Лупоглазый уселся в единственное кресло и принялся рассматривать меня, словно рыбку в аквариуме, своими выпученными, чуть желтоватыми глазами. В другое время я бы непременно посоветовал ему проверить печень и ограничить выпивку… Но, разумеется, не теперь.
В кармане Лупоглазого запиликал мобильник, он молча выслушал собеседника и хрипло буркнул:
– Заберём этого урода с собой, там поговорим, а то янычары вот-вот нагрянут. Ничего не трогать здесь!!!
Не сразу я сообразил, что термином «урод» Лупоглазый обозначил мою скромную персону. А когда сообразил, то запротестовал:
– Я нахожусь на лечении в хирургическом отделе… Меня будут…
Ни один из моих доводов на братков не подействовал. Рот мне профессионально задраили скотчем и вытолкали из квартиры.
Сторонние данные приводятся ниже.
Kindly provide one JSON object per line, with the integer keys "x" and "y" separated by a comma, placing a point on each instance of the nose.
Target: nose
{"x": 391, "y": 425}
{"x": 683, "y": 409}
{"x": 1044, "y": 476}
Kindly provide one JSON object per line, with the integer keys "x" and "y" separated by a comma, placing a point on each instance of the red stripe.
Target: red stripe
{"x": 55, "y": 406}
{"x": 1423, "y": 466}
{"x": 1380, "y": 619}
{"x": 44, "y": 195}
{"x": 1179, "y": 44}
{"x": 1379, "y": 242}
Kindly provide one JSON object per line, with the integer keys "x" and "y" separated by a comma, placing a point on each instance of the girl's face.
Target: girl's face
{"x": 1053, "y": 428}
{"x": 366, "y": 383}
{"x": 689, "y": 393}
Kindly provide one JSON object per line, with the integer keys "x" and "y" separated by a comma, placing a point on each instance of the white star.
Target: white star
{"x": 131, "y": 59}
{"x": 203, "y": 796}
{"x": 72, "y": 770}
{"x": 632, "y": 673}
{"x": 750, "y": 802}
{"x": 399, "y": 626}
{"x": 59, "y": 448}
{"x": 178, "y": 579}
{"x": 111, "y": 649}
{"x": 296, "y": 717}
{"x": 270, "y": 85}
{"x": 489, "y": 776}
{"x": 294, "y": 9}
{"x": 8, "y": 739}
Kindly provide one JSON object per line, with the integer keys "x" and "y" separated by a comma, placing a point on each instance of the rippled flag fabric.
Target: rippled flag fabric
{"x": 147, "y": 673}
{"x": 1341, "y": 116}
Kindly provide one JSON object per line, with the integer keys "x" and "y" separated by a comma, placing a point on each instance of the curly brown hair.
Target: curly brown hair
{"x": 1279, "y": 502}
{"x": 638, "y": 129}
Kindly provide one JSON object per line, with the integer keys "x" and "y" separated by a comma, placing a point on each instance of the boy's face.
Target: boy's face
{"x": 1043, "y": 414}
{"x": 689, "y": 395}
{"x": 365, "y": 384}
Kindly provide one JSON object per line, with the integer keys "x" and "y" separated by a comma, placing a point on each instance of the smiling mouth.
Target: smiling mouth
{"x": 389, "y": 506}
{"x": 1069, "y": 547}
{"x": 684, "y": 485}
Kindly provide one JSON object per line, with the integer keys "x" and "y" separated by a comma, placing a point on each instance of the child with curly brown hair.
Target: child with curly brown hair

У подъезда я разглядел два джипа. Меня втиснули на заднее сиденье одного из них, по обе стороны устроились толстозадые громилы с физиономиями мумифицированных кин-конгов, и «кавалькада» рванула с места. В тех немногих боевиках, которые я иногда просматривал по телику, пленникам вроде меня на голову надевали мешки, чтобы те не запомнили дороги, по которой их везут к месту заточения. Мне же никто подобной «услуги» не предложил, из чего я сделал вывод, что живым меня никто отпускать не собирается. Так и покачивался на заднем сиденье: в пижаме, больничных тапках, со следами побоев на лице.
В голове же у меня «покачивалась» мысль: Паскарь – гнида, подставил меня, как котёнка. Знал, небось, что в квартире будет труп, и послал меня, влюблённого ревнивого пингвина на разборку. В это логово, в эту пасть.